Sale of rare Einstein manuscript offers glimpse into the mind of a genius
Published Tuesday, November 23, 2021 9:27AM EST Last Updated Tuesday, November 23, 2021 9:27AM EST
Renowned physicist Albert Einstein in Princeton, N.J. on June 1954. (AP)
Bidders at an auction in Paris are hoping to get their hands on a scientific manuscript which details a key stage in the development of Albert Einstein's theory of relativity.
The document is estimated to be worth between 2 million euros and 3 million euros (US$2.2 million and US$3.4 million), which makes it the most valuable Einstein manuscript to ever be auctioned, according to Christie's auction house.

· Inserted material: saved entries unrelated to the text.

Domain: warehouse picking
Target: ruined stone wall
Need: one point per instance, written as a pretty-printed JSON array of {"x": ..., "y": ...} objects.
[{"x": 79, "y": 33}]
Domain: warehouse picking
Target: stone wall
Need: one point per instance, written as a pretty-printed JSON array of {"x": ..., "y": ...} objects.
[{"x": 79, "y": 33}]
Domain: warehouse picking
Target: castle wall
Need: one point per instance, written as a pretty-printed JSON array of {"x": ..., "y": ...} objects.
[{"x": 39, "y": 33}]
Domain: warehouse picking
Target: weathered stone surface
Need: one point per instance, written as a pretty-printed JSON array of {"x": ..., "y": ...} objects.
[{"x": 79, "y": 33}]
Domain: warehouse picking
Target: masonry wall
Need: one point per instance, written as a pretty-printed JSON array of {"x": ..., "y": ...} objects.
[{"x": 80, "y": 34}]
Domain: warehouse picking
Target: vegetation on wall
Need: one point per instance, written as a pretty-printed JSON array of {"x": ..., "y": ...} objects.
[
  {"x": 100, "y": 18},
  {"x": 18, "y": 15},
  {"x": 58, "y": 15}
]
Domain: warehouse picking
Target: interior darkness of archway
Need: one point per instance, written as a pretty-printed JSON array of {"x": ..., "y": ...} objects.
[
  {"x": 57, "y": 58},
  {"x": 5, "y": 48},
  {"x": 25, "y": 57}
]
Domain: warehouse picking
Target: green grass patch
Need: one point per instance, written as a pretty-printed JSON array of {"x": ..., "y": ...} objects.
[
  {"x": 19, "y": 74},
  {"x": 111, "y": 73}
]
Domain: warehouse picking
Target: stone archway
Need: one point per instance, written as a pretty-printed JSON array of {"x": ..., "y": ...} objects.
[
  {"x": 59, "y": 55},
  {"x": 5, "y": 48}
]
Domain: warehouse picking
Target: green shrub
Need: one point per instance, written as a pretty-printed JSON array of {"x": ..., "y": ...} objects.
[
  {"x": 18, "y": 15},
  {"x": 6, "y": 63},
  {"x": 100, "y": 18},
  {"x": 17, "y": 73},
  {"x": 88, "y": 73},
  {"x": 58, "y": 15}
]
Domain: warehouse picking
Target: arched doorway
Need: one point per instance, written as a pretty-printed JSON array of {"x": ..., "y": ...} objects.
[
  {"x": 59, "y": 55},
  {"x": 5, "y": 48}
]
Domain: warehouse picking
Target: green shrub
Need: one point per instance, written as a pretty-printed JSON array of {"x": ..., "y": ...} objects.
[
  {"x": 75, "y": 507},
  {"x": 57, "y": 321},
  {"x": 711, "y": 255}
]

The 54-page manuscript, which goes on sale Tuesday, was written jointly in Zurich by the Nobel Prize-winning scientist and Michele Besso -- a Swiss engineer and Einstein's collaborator, lifelong friend and confidant.
It contains 26 pages by Einstein and 25 by Besso, along with three pages of entries written by both, and is also considered a valuable record of the German scientist's relationship with Besso.

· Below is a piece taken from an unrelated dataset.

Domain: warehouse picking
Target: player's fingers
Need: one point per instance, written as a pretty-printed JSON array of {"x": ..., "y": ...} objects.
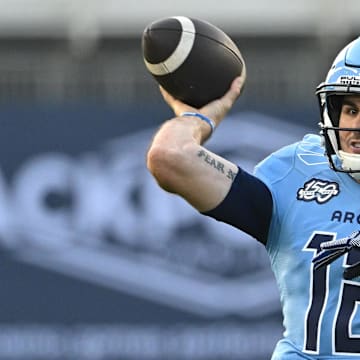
[{"x": 176, "y": 105}]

According to Christie's, which is holding the sale for Aguttes auction house, the document depicts a "crucial stage in the development of the general theory of relativity, which reshaped modern understanding of how the universe works."

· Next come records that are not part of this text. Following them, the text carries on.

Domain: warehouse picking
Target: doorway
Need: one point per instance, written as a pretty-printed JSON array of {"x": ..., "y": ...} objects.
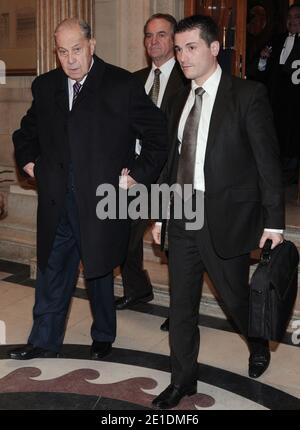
[{"x": 245, "y": 28}]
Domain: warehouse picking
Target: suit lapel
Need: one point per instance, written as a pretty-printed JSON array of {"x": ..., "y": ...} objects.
[
  {"x": 174, "y": 83},
  {"x": 62, "y": 93},
  {"x": 174, "y": 120},
  {"x": 219, "y": 110}
]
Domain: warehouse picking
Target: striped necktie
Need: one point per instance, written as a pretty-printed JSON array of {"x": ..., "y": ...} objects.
[
  {"x": 154, "y": 92},
  {"x": 76, "y": 90},
  {"x": 187, "y": 159}
]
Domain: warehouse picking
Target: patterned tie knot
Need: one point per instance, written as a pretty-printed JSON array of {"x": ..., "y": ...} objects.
[
  {"x": 76, "y": 88},
  {"x": 199, "y": 91}
]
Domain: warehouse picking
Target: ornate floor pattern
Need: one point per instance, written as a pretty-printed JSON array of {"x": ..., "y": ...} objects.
[{"x": 138, "y": 367}]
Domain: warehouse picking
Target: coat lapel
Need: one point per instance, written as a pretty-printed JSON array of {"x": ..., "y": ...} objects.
[
  {"x": 219, "y": 110},
  {"x": 173, "y": 131},
  {"x": 62, "y": 93},
  {"x": 175, "y": 82}
]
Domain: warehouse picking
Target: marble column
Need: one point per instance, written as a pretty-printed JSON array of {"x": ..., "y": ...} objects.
[{"x": 49, "y": 14}]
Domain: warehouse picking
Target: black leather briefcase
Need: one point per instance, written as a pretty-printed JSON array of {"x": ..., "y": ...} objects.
[{"x": 273, "y": 291}]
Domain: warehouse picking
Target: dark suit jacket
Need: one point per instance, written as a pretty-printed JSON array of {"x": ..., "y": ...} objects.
[
  {"x": 176, "y": 81},
  {"x": 98, "y": 138},
  {"x": 242, "y": 172}
]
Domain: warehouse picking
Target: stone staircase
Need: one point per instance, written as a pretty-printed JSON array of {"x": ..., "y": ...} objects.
[{"x": 17, "y": 243}]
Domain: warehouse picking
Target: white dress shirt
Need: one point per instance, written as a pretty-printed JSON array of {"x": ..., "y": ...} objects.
[
  {"x": 71, "y": 82},
  {"x": 208, "y": 100},
  {"x": 166, "y": 70}
]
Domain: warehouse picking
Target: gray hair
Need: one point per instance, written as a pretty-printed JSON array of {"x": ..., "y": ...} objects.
[{"x": 71, "y": 22}]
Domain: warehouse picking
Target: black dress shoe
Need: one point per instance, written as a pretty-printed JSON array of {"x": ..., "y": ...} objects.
[
  {"x": 125, "y": 302},
  {"x": 165, "y": 325},
  {"x": 29, "y": 351},
  {"x": 258, "y": 363},
  {"x": 100, "y": 350},
  {"x": 172, "y": 395}
]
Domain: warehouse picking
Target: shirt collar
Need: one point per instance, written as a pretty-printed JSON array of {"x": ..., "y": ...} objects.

On its website, Christie's calls the theory "one of the single most important ideas in modern science" and says it is "often described as the most beautiful theory in physics."
The manuscript, written between June 1913 and early 1914, contains calculations made by Einstein and Besso on the theory of specialized relativity and the issue of an anomaly in the orbit of the planet Mercury. But it was populated by unnoticed errors and was eventually set aside by Einstein, Christie's said.
When Besso left Zurich, he took the manuscript with him -- which is viewed as the reason for its survival, as Christie's said Einstein probably wouldn't have bothered to "keep what he saw as a working document."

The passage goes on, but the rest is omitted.